I’d like to schedule a disappointment.
When someone tries to shush me by handing me a donut, I feel so conflicted.
me: i have good and bad news
her: bad first
me: there’s a dead body in the woods near the train tracks
her: what’s the good news
me: i found waldo
Every great and accomplished chef had to start somewhere.
I just spilled a bag of popcorn kernels…but, I’m sure you guys heard my wife yelling & already knew that.
My dogs bowl has DOG written on it so my kids don’t eat it
Phone
Mom: Didn’t mean to wake you earlier.
Me: It’s okay. I’m up.
Mom: I need to have a hard discussion with you. How’s your brain working? Are you feeling awake now?
Me: No, I was wrong. I’m asleep.
The doctor suggested I replace the the pasta in my diet with more vegetables, so I chose potatoes.
Her: What are you doing this weekend?
Me [getting ready to jump off the roof with an umbrella]: Science stuff
No one:
Me: oh thank you I got it on sale.
I took your advice and worked smarter not harder. Now I’m going to need your advice on a good lawyer.
Please refrain from telling elderly election volunteers to “work that poll”.
My family made a pact that I’m the first to be sacrificed in a zombie apocalypse because I’ll slow them down. That’s my workout motivation.
Hey girl, are you an extraterrestrial? Because your man’s out here denying you exist.
Whenever someone says smart phones are turning people into zombies, look up from your phone just long enough to bite them.
Drake: you used to call me on my cell phone
Me: that’s what cell phones are for
Where do cicadas go when they’re not screaming? I’d like to go there and scream.
[In line at Starbucks]
[Woman behind me talking] I work in an office with 50% men so-
[Excitedly turn around] OMG YOU WORK WITH CENTAURS
Me, as a cicada: Guys we all have to stop talking at the same time.

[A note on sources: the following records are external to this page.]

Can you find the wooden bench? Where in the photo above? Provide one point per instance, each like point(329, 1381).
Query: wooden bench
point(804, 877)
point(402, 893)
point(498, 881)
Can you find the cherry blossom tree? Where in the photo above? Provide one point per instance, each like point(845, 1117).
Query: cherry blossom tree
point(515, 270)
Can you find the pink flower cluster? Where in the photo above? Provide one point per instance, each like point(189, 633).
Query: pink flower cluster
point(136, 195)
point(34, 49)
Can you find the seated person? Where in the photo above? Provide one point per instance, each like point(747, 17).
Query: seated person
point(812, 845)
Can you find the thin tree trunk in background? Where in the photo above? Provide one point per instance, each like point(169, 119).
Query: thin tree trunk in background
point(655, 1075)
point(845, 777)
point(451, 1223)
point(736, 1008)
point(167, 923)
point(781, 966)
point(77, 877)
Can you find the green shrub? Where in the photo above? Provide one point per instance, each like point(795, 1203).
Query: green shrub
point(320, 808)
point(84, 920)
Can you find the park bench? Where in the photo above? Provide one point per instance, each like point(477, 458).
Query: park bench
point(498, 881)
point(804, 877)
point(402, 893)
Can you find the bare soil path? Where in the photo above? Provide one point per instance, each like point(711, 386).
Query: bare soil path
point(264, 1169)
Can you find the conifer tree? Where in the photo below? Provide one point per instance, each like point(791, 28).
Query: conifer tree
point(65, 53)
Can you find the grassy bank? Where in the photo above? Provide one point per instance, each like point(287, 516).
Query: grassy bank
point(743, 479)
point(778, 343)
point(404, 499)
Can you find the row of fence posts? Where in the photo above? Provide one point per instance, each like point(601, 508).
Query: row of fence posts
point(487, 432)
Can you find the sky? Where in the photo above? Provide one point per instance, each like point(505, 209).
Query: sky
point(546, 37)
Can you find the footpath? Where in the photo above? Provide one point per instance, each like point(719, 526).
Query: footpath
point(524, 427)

Nobody does “I’m walking back inside the house but as slowly as possible to indicate I’m not happy about it” like a dog.
Free tip for home invaders: literally everybody with an iPhone6 is out at brunch right now
Aries: You will be transported into a video game. Don’t get excited. You’ll be a tree.
My favorite pizza place burned down last night so I guess this is the beginning of my weight loss journey.
My kids just introduced themselves as “Let’s Go” and “We’re Late”
Did you know that you can buy fake teeth online and just glue them to whatever the hell you want?
Day 1: Brad wears no pants
Day 2: Brad wears no pants
Day 3: Brad wears no pants
…
…This is just a bottomless Pitt
Volunteer me to do something without checking with me first so I know whose mailbox to leave the dead squirrel in.